Superior Tribunal de Justiça Desportiva

Confederação Brasileira de Atletismo - CBAt

 
Processo Nº 006/2004
Origem: Portaria nº 07/2004 da CBAt
Denunciada
: Arlete Soares Adão
Autor(a) : Procuradoria da Justiça Desportiva - CBAt
Auditor-Relator: Pedro Augusto Oliveira da Silva
 
  INFRAÇÃO POR DOPAGEM.
   
  DECISÃO
   
  Vistos, etc.
 

Por unanimidade acordam os auditores do Superior Tribunal de Justiça Desportiva, pela procedência da denúncia e condenação da denunciada, nos termos do voto do relator, que fica fazendo parte integrante desta decisão.
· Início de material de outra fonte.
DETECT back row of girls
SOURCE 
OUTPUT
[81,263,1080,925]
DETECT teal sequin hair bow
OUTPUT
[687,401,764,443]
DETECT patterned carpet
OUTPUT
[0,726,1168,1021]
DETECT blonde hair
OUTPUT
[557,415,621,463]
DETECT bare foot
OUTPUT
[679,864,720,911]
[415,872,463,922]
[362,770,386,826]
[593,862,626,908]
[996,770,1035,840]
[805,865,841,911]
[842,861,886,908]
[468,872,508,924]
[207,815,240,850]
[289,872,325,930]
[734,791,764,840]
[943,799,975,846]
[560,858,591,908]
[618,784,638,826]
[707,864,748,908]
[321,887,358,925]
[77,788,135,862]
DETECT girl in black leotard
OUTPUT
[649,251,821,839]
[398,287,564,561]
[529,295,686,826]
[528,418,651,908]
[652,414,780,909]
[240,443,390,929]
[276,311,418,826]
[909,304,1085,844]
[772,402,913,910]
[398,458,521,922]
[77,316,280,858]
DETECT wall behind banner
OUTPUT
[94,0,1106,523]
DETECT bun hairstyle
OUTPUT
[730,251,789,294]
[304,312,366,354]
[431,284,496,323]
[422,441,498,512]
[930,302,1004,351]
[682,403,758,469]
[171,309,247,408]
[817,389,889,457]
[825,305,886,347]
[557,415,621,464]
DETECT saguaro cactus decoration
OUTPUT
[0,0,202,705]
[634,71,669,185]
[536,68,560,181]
Sala das Sessões do Tribunal Superior de Justiça Desportiva – CBAT , em Manaus, aos 02 dias do mês fevereiro de 2005.

 
Presidente: Auditor Alberto Puga Barbosa
Relator: Auditor Pedro Augusto Oliveira da Silva
 
RELATÓRIO
 

Trata-se de denúncia (fls. 02/03) formulada pela PROCURADORIA DA JUSTIÇA DESPORTIVA, na pessoa do Dr. Mauro de Siqueira Queiróz, contra a atleta ARLETE SOARES ADÃO que, submetida a um controle antidoping na competição intitulada "Maratona do Rio de Janeiro", na cidade do Rio de Janeiro/RJ, realizada no dia 27 de junho de 2004, pela Confederação Brasileira de Atletismo, acusou resultado positivo para a substância proibida "Nortestosterona" (fls. 09/11, 15/49).

A denunciada apresentou defesa-prévia (fls. 50/77), sendo a mesma entendida improcedente pelo Oficial Anti-doping da CBAt, Dr. Thomaz Sousa Lima Mattos de Paiva (fls. 78/79). Solicitou, então, a denunciada, a análise de contra-prova B (fls. 80), fazendo-se presente ao exame, cujo resultado desta contra-prova também foi positivo para a referida substância proibida (fls. 81/133). A CBAt notificou a denunciada do resultado da contra-prova "B", enviando-lhe cópias dos resultados (fls. 134)

Em vista dos resultados laboratoriais positivos para doping, a CBAt, por Portaria nº 07/2004 e Nota Oficial nº 57/2004 (fls. 139 e 140, respectivamente), confirmou a suspensão provisória da atleta denunciada.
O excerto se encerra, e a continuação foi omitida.